Vet Buzz: Pyometra

By: DogTrekker Staff
Dog illustrating story about Pyometra

By Dr. Shannon Leggieri, DVM, MS of Claremont Veterinary Hospital, Oakland.

Pyometra refers to an infection of the uterus. It is a very serious and life threatening condition requiring immediate medical intervention. Pyometra is preventable. Female dogs who have had their uterus removed are no longer at risk for this complication. Prevention of pyometra and decreased incidence of breast cancer are two important reasons to spay your dog early in life. If your dog is not already spayed it is important to discuss the benefits and risks of the procedure with your veterinarian.
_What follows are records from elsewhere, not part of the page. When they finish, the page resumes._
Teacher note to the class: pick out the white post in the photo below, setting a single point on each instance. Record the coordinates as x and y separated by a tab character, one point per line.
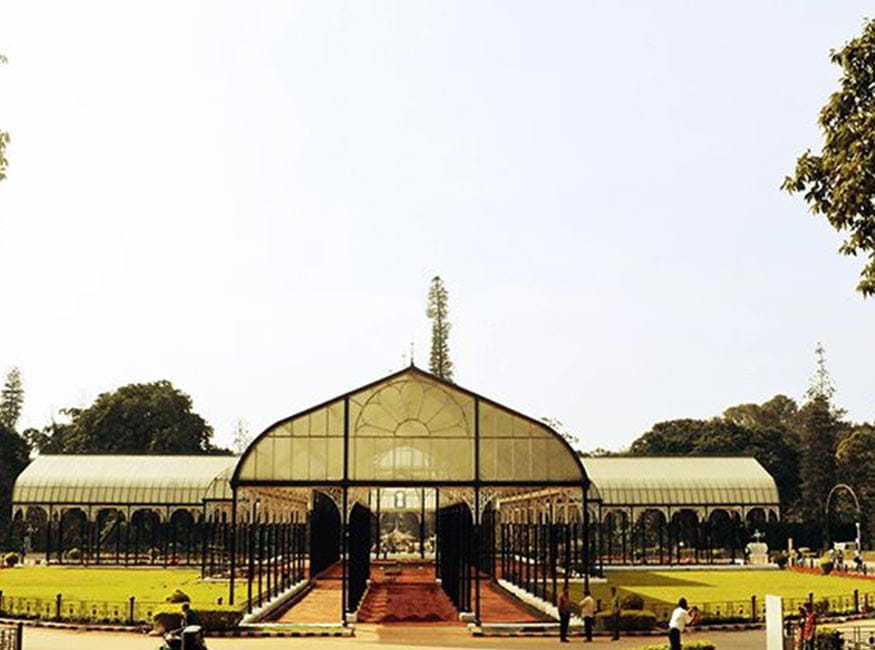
774	623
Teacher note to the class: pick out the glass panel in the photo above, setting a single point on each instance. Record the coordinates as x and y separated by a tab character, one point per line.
411	428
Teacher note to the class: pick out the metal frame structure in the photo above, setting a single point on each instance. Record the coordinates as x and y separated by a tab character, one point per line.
413	430
511	500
If your female dog is intact it is important to recognize the clinical signs of pyometra early. Pyometra is the result of hormonal changes during heat and how those changes leave the uterus vulnerable to infection. There are certain “defenses” within the uterus which are essential for prevention of infection on a day to day basis. During heat these defenses are absent to allow sperm to enter the uterus without being damaged. At the same time an important hormone called progesterone rises and is responsible for thickening of the uterine lining in anticipation of pregnancy. This thickened uterus without the presence of immune defenses creates an ideal environment for bacteria to overgrow. This can lead to an infected uterus or pyometra. The more heat cycles a dog has gone through the more vulnerable they are to pyometra. Hence older dogs are more affected by this condition. Pyometra is most common two to eight weeks after heat has ended. It is important to track your dog's heat cycle to understand when they are most vulnerable to this infection.
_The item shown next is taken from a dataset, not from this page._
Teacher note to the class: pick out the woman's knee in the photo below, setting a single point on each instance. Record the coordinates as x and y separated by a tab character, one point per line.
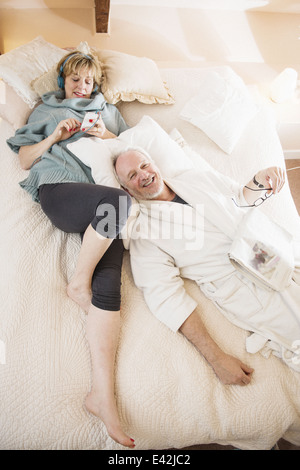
112	213
106	289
Clinical signs of pyometra vary depending whether the cervix is “open” or “closed” during the infection. If the cervix is open you may see pus or discharge draining from the vagina. Sometimes you will see abnormal material adhered to the skin around the vulva or inside the inner thighs. These dogs will sometimes be lethargic, anorexic, and may or may not have a fever. Infections where the cervix is closed are more life threatening. These dogs can become severely ill quickly as bacteria is not able to drain out of the cervix and accumulates inside the abdominal cavity. These dogs are often vomiting, anorexic, feverish, and obtunded.
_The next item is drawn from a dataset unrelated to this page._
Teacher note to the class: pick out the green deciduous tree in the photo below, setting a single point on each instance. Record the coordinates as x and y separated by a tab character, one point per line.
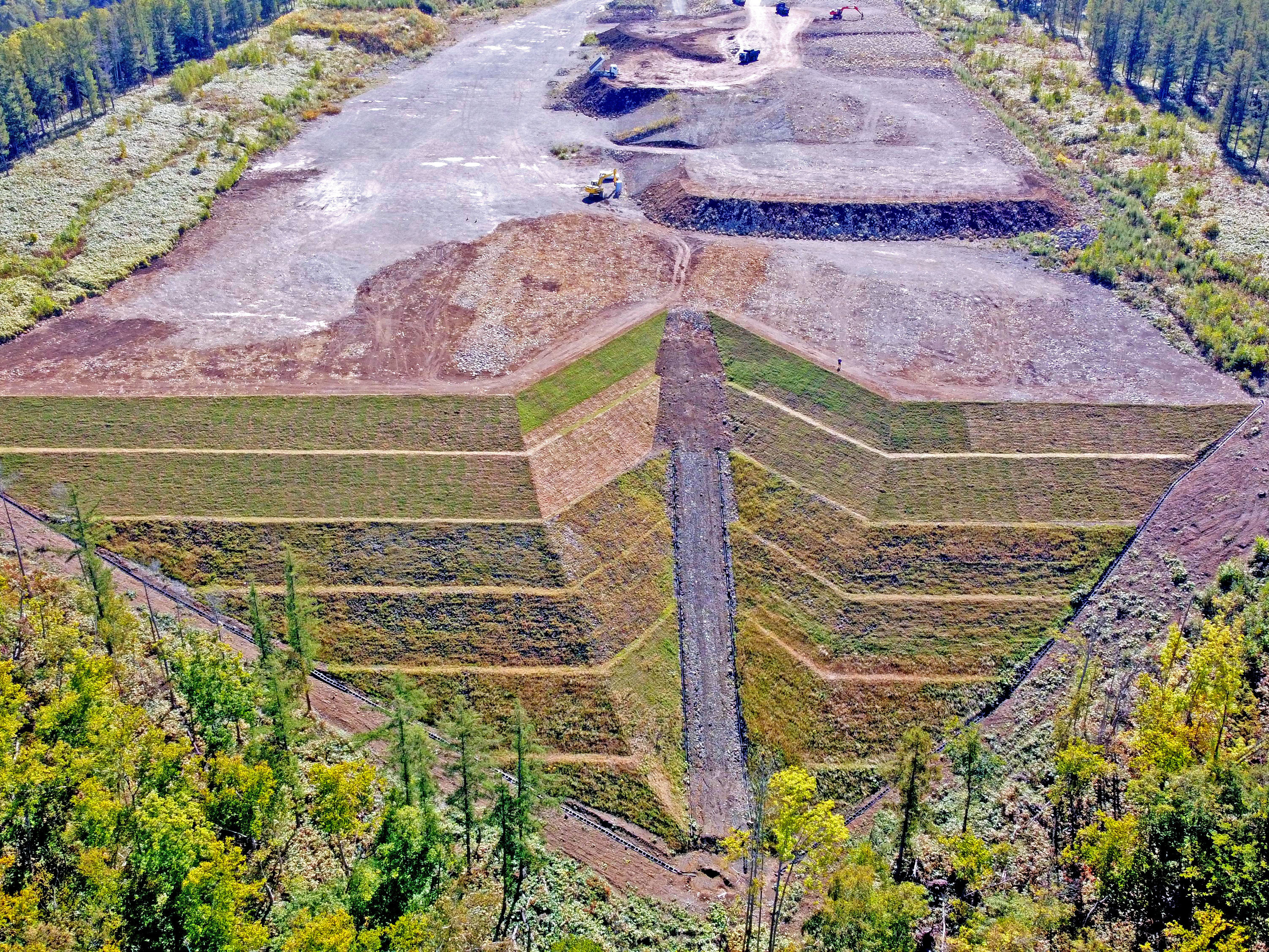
912	776
866	911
Pyometra is a surgical condition. If your dog is intact and has any of the above clinical signs, she should be checked by a veterinarian immediately. The most important diagnostic tool in these situations is clinical signs and timing of presentation. However your veterinarian may consider additional diagnostics such as x-ray, ultrasound and/or bloodwork. If pyometra is confirmed, immediate surgical intervention will be necessary. To remove the infection your veterinarian will be removing the uterus and spaying your dog at the same time. Following the surgery your dog will be on antibiotics and rest for a period. Follow up with your veterinarian during the postoperative period will be important.